Because making mimosa-fueled declarations about your love life over brunch with your friends isn’t the same as an organized to-do list for better dating, I’m taking the New Year as an opportunity to ensure I never listen to Adele by the light of a single flickering candle ever again.
1. Call more, text less.
I made a little resolution on my birthday to go up to a cute guy and talk to him that night. After a tequila shot, I did. Then we continued to text for the next four months — without seeing each other a single time. We had a few weak attempts at meeting up and it just never came together. That probably means both of us were lukewarm, but I should have just called him the first week, made a plan and been done with it.
2. Be less passive.
Some combination of assuming guys love the chase and fear of rejection has led to a lot of waiting around asking silent questions. Does he like me? Does he want to kiss me? From now on, I’m going to stop worrying so much about what he wants, and think about what I want. If I want to see him, I will just ask. I am a woman of the 21st century, hear me roar.
3. Don’t begrudge other couples their happiness.
Yes, it’s annoying to hear “We’re in for the night” from my coupled friend with a 10 o’clock bedtime. But she’s in love and I’m not and that’s okay because I’ve got this other single friend sitting next to me and a party to go to or a movie to see.
4. Wear more red.
Not just red specifically, but red as an emblem of shaking things up. I could afford to trade in the cupcake mittens for a little black dress every once in a while. Wear lipstick for once and just rock some confidence. I like the shy, glasses-wearing me, but a me in a bright red blouse might be fun, too.
5. Date outside my type.
After a few too many weepy days after my last breakup, a friend looked me in the eye and said, “You know, there are a lot of acerbic writers in this world. You’ll find another.” Oh, is that my type?
If you put your hand in a fire once, you learn to never do it again. But for some reason I have put my hand in the fire of tortured, indecisive writer types with a knack for making witty Facebook posts again and again and come away burned. Well, if something’s not working, you try a new thing. That doesn’t mean ignore my gut feelings — if there’s no attraction then there’s not much to work with — but now that eyes have been opened to the fact that plaid shirts are not a prerequisite for a creative mind and sense of humor the possibilities seem endless.

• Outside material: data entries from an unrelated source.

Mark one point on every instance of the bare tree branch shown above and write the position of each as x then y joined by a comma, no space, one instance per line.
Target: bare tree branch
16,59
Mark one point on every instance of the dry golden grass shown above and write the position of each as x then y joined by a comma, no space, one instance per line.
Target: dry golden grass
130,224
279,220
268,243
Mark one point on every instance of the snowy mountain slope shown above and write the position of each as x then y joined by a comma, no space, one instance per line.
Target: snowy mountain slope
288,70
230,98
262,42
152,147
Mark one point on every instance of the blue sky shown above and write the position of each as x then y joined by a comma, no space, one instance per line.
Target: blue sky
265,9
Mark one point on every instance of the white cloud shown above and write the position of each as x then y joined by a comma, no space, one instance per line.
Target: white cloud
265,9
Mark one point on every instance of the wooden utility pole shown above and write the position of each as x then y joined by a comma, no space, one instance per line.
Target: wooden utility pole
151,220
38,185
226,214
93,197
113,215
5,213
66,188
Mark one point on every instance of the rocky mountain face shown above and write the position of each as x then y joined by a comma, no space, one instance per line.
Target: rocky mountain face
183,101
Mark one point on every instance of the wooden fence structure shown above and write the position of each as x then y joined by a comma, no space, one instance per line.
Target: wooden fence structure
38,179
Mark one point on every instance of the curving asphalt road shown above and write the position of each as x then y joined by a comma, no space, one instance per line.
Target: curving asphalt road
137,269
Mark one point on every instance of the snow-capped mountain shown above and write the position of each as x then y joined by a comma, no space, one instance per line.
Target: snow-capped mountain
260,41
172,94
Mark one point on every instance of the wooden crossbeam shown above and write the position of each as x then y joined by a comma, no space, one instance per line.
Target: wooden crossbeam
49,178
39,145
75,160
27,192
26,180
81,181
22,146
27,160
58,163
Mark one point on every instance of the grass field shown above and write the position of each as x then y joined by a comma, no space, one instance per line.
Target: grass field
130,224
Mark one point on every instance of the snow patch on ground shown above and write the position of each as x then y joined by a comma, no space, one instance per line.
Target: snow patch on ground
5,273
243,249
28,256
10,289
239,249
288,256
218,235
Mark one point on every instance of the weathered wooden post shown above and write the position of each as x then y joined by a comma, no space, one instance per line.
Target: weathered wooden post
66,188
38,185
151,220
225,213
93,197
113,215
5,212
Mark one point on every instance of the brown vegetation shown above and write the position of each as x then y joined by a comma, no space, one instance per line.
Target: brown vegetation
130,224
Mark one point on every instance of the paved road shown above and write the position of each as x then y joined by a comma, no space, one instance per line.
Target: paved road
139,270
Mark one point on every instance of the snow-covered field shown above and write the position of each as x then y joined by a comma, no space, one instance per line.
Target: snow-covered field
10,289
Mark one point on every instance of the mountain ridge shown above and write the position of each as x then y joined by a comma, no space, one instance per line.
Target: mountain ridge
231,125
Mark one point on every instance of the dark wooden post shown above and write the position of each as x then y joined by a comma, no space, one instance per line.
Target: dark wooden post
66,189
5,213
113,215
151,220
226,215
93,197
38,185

6. Don’t be so easily impressed.
No more gushing about how he brought me a pint of ice cream, no more amazement that he introduced me to his friends or being so pleased that he remembered something I said. Those are now baseline expectations. If you like someone, it’s easy to do nice things for that person. You just want to. So here’s to finding someone who actually likes me and not being so terribly impressed by the fact that it’s possible.
7. Just me being me.
When I see a book that makes me think of a friend, or an empanada that my boyfriend might like to eat, I buy it and give it away. There was a period of time this year where I thought that was a bad thing. The guy I was dating and really liked didn’t appreciate it and an older friend advised me to not “give so much away” and to “hold something back.” But you know what? I like to give gifts. So instead of changing me, I’ll just change which guy I’m seeing.
8. Don’t look for romance where it definitely isn’t.
In other words, don’t get so desperate. A few months into a dating drought and your guy friend who’s definitely not interested or your hot yoga teacher with a cabal of toned groupies start to look like viable options. They weren’t before and they aren’t now, so let’s not waste our time.
9. No more doomsday dating.
It’s awfully easy to become cynical about love. I recently met a cute guy and, upon learning that he lives a block from one of my ex-boyfriends, my first thought was, “Oh, cool. That can be the neighborhood where guys who don’t love me live.”
I like to joke about the worst in a situation to deflect, but from now on I have to wait until it has actually happened. No more doomsday attitudes; it’s probably self-fulfilling.
10. Dating is fun?
Yes, it is! Related to my doomsday attitude, 2011 was a year of anxiety. In 2012, I will try to worry less about this guy or what that comment meant, and just enjoy the company I’m in. Easier said than done?